NOTIS.CO.ID - Musim liburan sekolah kerap dimanfaatkan untuk berwisata ke pantai, termasuk Pantai Parangtritis di Yogyakarta.
Namun, baru-baru ini muncul imbauan penting dari Gubernur Daerah Istimewa Yogyakarta (DIY), Sri Sultan HamengkuBuwono X, yang meminta agar para wisatawan tidak mandi atau berenang di Pantai Parangtritis.
Permintaan ini bukan tanpa alasan. Ancaman Rip Current atau arus balik menjadi momok nyata selama musim angin timur yang sedang berlangsung.
Fenomena cuaca ini tak hanya mengganggu kenyamanan, tetapi juga bisa membahayakan nyawa, terutama bagi wisatawan yang belum memahami kondisi laut selatan.
Sayangnya, sebagian besar pengunjung justru mengabaikan risiko ini karena mengira laut hanya berombak besar seperti biasa. Padahal, ada mekanisme alam yang jauh lebih berbahaya tersembunyi di baliknya.
Musim Angin Timur Picu Arus Balik Berbahaya di Parangtritis
Menurut Widodo Setiyo Pranowo, Peneliti Ahli Utama Bidang Oseanografi Terapan dari Pusat Riset Iklim dan Atmosfer BRIN, bulan Juni hingga Agustus merupakan masa berlangsungnya musim angin timur.
Dalam periode ini, angin dari timur akan menghantam wilayah Pulau Jawa dan dibelokkan ke arah selatan. Proses ini memicu gaya coriolis, yakni gaya yang terbentuk karena rotasi bumi.
Akibat dari gaya ini, muncul potensi terbentuknya Rip Current yang lebih sering dan kuat.
"Ini yang meningkatkan munculnya potensi rip current (atau arus rip) dikhawatirkan akan lebih sering muncul di musim Liburan Sekolah ini," ujar Widodo seperti dikutip dari detikTravel.
Rip Current sendiri adalah arus air kuat yang bergerak menjauh dari pantai dan dapat menyeret siapa pun yang ada di dalamnya ke laut lepas. Arus ini tidak selalu terlihat jelas di permukaan, sehingga kerap mengecoh pengunjung yang ingin bermain air di tepi pantai.
Mengapa Anak-anak dan Remaja Lebih Rentan Terhadap Rip Current
Widodo juga mengungkapkan keprihatinannya terhadap perilaku sebagian wisatawan, terutama kalangan anak-anak dan remaja yang sering kali mengabaikan imbauan petugas.
Dalam pengamatannya, kelompok usia ini cenderung lebih nekat dan tidak menyadari risiko yang mengintai di balik deburan ombak.
Ia menyebut bahwa larangan berenang selama musim angin timur sangatlah tepat diberlakukan.
"Takutnya mereka masuk ke air, ke area yang memiliki potensi Rip Current tinggi lalu ditarik terbawa ke dalam laut," ungkapnya.
Tak jarang, para pengunjung hanya melihat permukaan air yang tampak tenang, tanpa mengetahui bahwa arus bawah laut bisa sangat kuat.
Ditambah lagi, tidak semua pantai memiliki penjaga pantai yang siaga setiap saat, sehingga kemungkinan terjadinya kecelakaan menjadi lebih tinggi.
Teknik Bertahan dari Rip Current Hanya Efektif Bagi Perenang Terlatih
Meski ada teknik penyelamatan diri untuk menghadapi rip current, namun metode tersebut tidak bisa diaplikasikan oleh semua orang.
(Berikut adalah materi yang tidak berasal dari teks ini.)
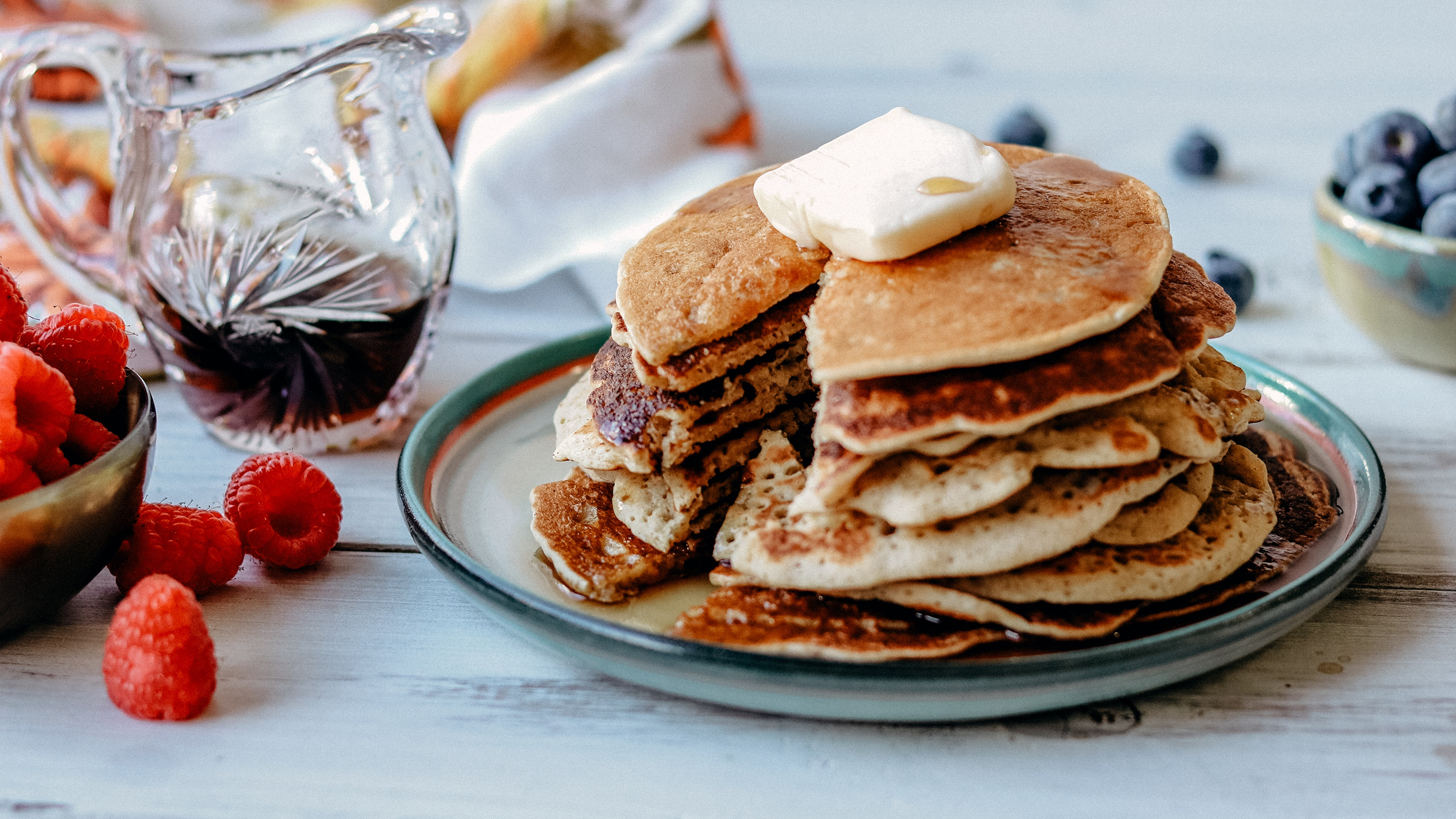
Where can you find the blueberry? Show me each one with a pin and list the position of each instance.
(1440, 218)
(1345, 162)
(1023, 127)
(1232, 275)
(1196, 155)
(1443, 127)
(1395, 138)
(1439, 177)
(1384, 191)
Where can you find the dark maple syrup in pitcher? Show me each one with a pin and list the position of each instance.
(260, 380)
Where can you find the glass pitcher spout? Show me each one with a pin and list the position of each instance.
(283, 221)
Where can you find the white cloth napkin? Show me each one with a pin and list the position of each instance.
(573, 173)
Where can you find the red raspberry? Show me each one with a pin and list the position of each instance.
(197, 547)
(86, 441)
(52, 465)
(24, 483)
(89, 344)
(12, 307)
(286, 509)
(36, 410)
(159, 662)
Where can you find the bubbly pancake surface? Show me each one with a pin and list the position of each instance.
(1079, 254)
(707, 271)
(592, 551)
(803, 624)
(1227, 532)
(887, 414)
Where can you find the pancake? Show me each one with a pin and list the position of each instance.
(577, 438)
(1305, 512)
(1194, 422)
(769, 483)
(593, 553)
(803, 624)
(715, 359)
(663, 509)
(1305, 497)
(1042, 620)
(711, 269)
(672, 426)
(1079, 254)
(1163, 515)
(912, 487)
(913, 490)
(889, 414)
(1229, 528)
(1059, 511)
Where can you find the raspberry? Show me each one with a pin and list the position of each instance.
(86, 441)
(159, 662)
(12, 307)
(52, 465)
(24, 483)
(36, 410)
(286, 509)
(197, 547)
(88, 343)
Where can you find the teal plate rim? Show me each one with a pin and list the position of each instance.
(617, 649)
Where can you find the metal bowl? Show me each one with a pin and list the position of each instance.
(57, 538)
(1394, 283)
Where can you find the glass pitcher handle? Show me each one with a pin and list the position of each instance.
(56, 231)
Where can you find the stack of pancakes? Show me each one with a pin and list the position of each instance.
(1020, 429)
(707, 352)
(1018, 433)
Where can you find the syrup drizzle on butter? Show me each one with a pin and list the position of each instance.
(937, 186)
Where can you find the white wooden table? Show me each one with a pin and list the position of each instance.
(370, 687)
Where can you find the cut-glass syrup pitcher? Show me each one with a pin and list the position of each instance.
(283, 221)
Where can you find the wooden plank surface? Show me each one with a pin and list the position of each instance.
(373, 687)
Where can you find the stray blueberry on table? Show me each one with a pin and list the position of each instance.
(1232, 275)
(1385, 191)
(1196, 155)
(1439, 177)
(1023, 127)
(1440, 218)
(1394, 138)
(1443, 126)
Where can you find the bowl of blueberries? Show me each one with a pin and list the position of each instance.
(1385, 232)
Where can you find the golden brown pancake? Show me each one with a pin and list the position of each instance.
(593, 553)
(890, 414)
(1164, 515)
(715, 359)
(1042, 620)
(1057, 512)
(909, 489)
(803, 624)
(667, 426)
(707, 271)
(1305, 512)
(664, 508)
(1229, 528)
(771, 482)
(1079, 254)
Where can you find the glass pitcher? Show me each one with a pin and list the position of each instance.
(283, 221)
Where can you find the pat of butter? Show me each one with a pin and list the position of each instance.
(887, 190)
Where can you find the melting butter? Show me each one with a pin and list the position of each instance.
(937, 186)
(887, 190)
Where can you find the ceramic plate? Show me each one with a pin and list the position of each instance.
(469, 465)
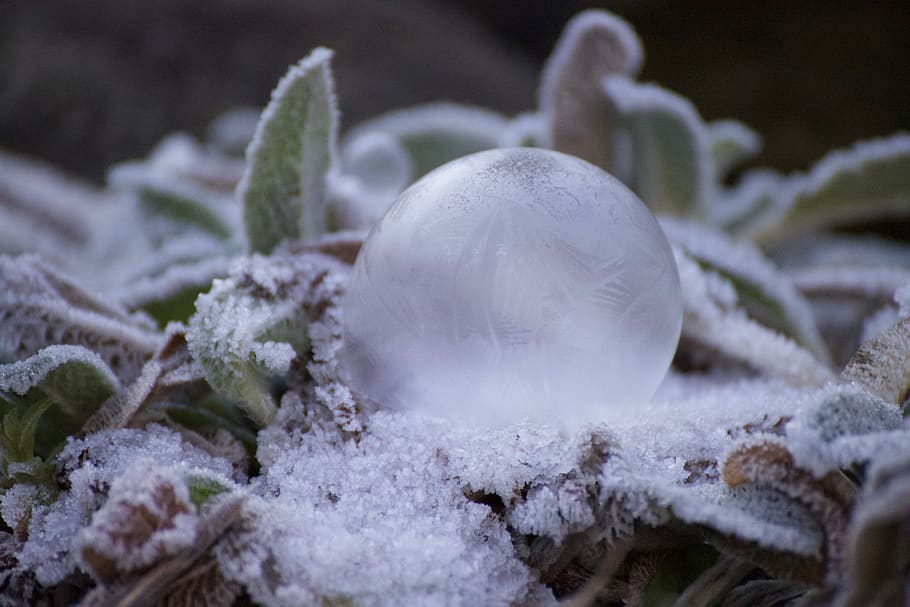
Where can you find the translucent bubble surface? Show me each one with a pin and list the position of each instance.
(510, 284)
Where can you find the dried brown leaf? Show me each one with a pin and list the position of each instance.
(882, 364)
(830, 499)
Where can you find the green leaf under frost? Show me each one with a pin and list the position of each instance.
(283, 186)
(766, 292)
(436, 133)
(247, 330)
(871, 180)
(578, 120)
(72, 377)
(670, 150)
(712, 319)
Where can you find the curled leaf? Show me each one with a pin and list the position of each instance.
(577, 118)
(670, 150)
(283, 188)
(768, 463)
(73, 378)
(879, 537)
(250, 327)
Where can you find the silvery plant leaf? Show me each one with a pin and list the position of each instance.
(283, 188)
(576, 117)
(250, 326)
(435, 133)
(69, 381)
(767, 293)
(731, 143)
(869, 181)
(669, 149)
(713, 320)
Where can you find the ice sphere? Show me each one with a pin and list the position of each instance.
(509, 284)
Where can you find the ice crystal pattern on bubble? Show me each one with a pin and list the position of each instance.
(513, 281)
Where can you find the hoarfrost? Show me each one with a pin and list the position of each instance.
(91, 465)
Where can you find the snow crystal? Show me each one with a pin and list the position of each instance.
(91, 465)
(380, 521)
(510, 283)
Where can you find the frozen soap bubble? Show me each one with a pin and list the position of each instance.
(509, 284)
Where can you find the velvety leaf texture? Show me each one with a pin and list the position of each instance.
(283, 186)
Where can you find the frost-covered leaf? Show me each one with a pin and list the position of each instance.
(844, 426)
(710, 318)
(250, 327)
(577, 119)
(73, 378)
(283, 188)
(868, 181)
(172, 294)
(180, 201)
(148, 517)
(434, 134)
(39, 308)
(767, 294)
(882, 364)
(731, 143)
(88, 467)
(670, 148)
(768, 463)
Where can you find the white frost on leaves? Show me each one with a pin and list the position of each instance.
(576, 118)
(41, 307)
(91, 465)
(844, 425)
(774, 297)
(711, 320)
(147, 517)
(866, 181)
(670, 147)
(283, 187)
(23, 375)
(386, 518)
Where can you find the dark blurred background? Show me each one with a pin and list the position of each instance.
(86, 83)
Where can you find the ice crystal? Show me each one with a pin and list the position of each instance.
(511, 282)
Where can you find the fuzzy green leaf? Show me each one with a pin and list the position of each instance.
(74, 378)
(869, 181)
(766, 292)
(671, 166)
(436, 133)
(247, 330)
(712, 319)
(731, 143)
(283, 188)
(578, 120)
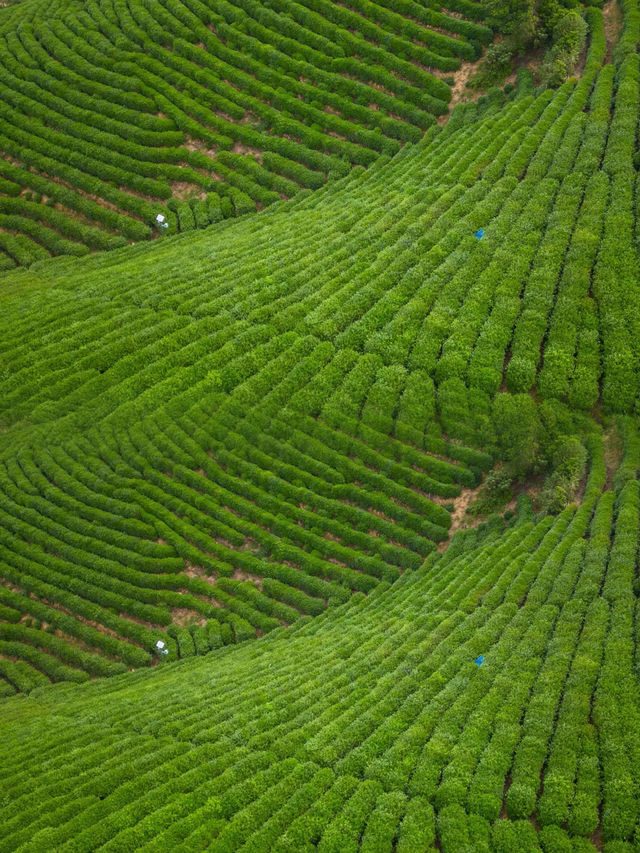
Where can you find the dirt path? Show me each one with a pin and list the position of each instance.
(612, 14)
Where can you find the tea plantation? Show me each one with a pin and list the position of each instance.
(112, 113)
(241, 605)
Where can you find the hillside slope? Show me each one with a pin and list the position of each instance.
(210, 437)
(112, 113)
(373, 727)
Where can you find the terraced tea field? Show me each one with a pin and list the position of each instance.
(268, 430)
(113, 113)
(371, 727)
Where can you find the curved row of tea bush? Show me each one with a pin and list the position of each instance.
(110, 111)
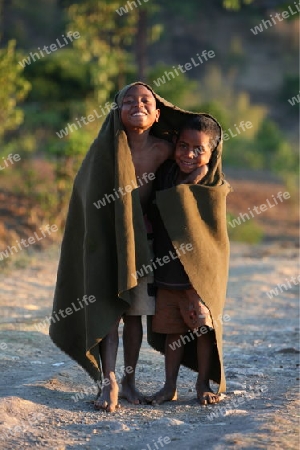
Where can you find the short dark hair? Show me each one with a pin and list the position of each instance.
(206, 124)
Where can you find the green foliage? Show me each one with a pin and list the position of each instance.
(235, 4)
(289, 89)
(13, 89)
(104, 36)
(175, 91)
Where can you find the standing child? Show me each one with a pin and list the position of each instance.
(105, 240)
(184, 303)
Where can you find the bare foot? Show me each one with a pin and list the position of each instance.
(166, 394)
(108, 400)
(131, 394)
(205, 395)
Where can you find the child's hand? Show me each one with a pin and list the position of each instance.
(196, 176)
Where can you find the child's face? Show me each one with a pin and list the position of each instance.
(192, 150)
(138, 109)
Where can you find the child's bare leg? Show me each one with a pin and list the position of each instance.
(108, 399)
(173, 358)
(132, 341)
(205, 344)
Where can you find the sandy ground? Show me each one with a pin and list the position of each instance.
(40, 386)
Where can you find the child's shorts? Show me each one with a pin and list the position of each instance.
(179, 311)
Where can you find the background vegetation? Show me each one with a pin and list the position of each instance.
(43, 97)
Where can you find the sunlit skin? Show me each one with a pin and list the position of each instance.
(192, 154)
(138, 113)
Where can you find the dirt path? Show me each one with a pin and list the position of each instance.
(40, 386)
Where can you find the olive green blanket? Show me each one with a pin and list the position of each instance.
(104, 244)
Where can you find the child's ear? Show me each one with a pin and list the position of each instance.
(157, 115)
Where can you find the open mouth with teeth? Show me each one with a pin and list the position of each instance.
(137, 114)
(186, 163)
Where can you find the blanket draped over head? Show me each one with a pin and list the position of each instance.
(105, 244)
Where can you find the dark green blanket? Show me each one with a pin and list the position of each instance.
(103, 247)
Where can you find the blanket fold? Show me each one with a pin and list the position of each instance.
(196, 215)
(105, 242)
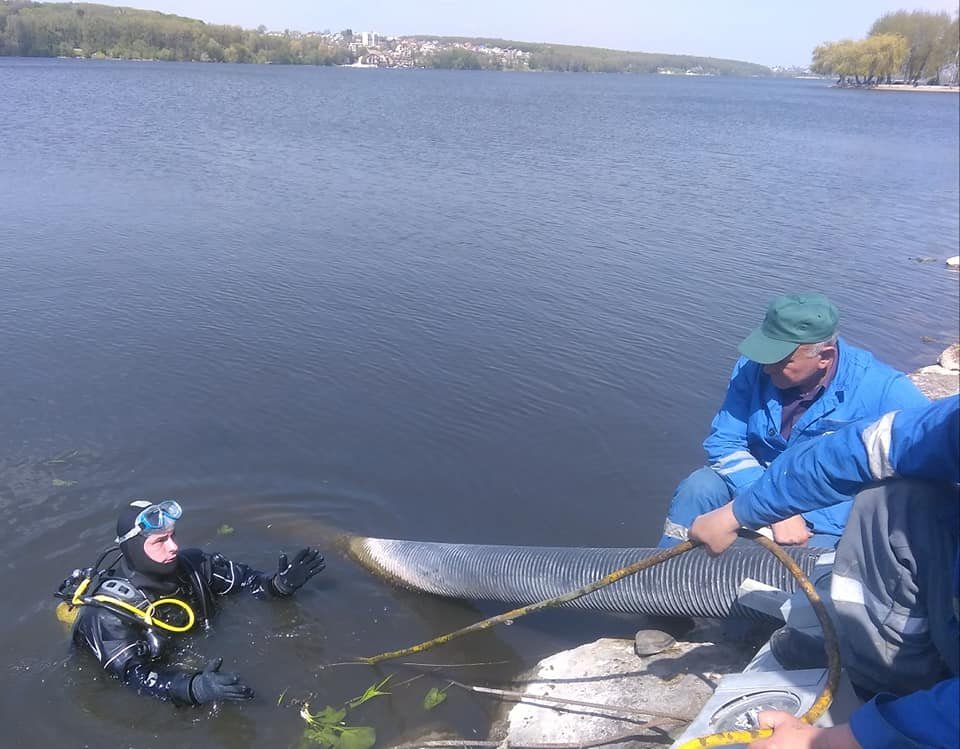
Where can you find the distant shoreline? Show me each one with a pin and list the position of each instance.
(921, 89)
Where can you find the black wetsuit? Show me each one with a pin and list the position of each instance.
(130, 650)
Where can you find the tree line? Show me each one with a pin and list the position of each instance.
(913, 46)
(576, 59)
(30, 29)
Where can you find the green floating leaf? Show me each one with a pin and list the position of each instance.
(330, 716)
(372, 691)
(325, 735)
(433, 698)
(357, 737)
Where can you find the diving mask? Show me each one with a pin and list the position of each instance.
(154, 519)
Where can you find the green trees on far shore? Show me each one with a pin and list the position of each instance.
(51, 29)
(31, 29)
(910, 46)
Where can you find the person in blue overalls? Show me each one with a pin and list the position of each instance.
(895, 585)
(797, 380)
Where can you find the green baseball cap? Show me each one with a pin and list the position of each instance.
(791, 320)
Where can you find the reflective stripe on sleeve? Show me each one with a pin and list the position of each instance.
(876, 440)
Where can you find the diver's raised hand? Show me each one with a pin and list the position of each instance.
(292, 575)
(211, 685)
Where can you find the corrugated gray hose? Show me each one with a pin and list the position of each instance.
(693, 584)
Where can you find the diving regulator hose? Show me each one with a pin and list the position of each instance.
(145, 616)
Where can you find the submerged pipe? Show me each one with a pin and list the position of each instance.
(694, 584)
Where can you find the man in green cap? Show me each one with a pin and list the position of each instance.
(797, 380)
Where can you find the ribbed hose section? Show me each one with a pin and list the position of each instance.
(693, 584)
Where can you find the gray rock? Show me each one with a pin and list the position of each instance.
(676, 682)
(652, 641)
(943, 379)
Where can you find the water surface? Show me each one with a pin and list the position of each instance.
(457, 306)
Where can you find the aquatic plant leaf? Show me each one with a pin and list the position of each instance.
(330, 716)
(433, 698)
(357, 737)
(373, 690)
(325, 735)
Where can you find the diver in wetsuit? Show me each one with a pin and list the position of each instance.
(153, 588)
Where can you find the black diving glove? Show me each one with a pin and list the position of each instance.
(292, 575)
(210, 685)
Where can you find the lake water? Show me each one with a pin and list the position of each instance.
(458, 306)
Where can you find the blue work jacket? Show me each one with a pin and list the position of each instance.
(922, 443)
(745, 435)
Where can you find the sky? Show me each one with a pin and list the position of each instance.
(770, 32)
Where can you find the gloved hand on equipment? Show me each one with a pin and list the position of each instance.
(211, 685)
(292, 575)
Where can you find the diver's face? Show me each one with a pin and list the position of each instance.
(161, 547)
(800, 369)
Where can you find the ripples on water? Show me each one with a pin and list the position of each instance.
(458, 306)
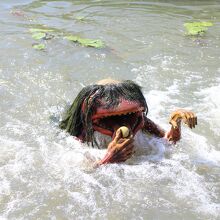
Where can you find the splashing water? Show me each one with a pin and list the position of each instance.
(47, 174)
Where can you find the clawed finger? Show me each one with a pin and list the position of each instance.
(188, 117)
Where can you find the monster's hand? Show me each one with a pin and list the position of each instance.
(188, 117)
(119, 150)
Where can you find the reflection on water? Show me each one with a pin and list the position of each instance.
(44, 173)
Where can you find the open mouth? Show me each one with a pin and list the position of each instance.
(109, 122)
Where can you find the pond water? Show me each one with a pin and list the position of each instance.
(44, 173)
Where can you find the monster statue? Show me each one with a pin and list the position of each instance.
(118, 110)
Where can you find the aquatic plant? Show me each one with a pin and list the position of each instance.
(96, 43)
(38, 46)
(197, 28)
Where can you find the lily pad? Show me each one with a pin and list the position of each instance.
(39, 46)
(38, 36)
(86, 42)
(80, 18)
(197, 28)
(34, 30)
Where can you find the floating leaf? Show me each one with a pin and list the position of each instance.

Hanya orang yang memiliki kemampuan berenang yang baik dan pengetahuan tentang kondisi laut yang bisa menerapkan teknik ini secara efektif.
Misalnya, saat terseret Rip Current, seseorang tidak disarankan melawan arus. Sebaliknya, ia perlu berenang menyamping sejajar pantai untuk keluar dari arus kuat. Tapi hal ini tentu tidak mudah dilakukan dalam kondisi panik dan bagi mereka yang tidak terbiasa dengan laut terbuka.
Karena itu, pencegahan menjadi langkah terbaik. Daripada mengambil risiko yang tak perlu, lebih bijak bila wisatawan menikmati suasana pantai dari pinggir tanpa masuk ke air, apalagi jika kondisi cuaca sedang tidak bersahabat.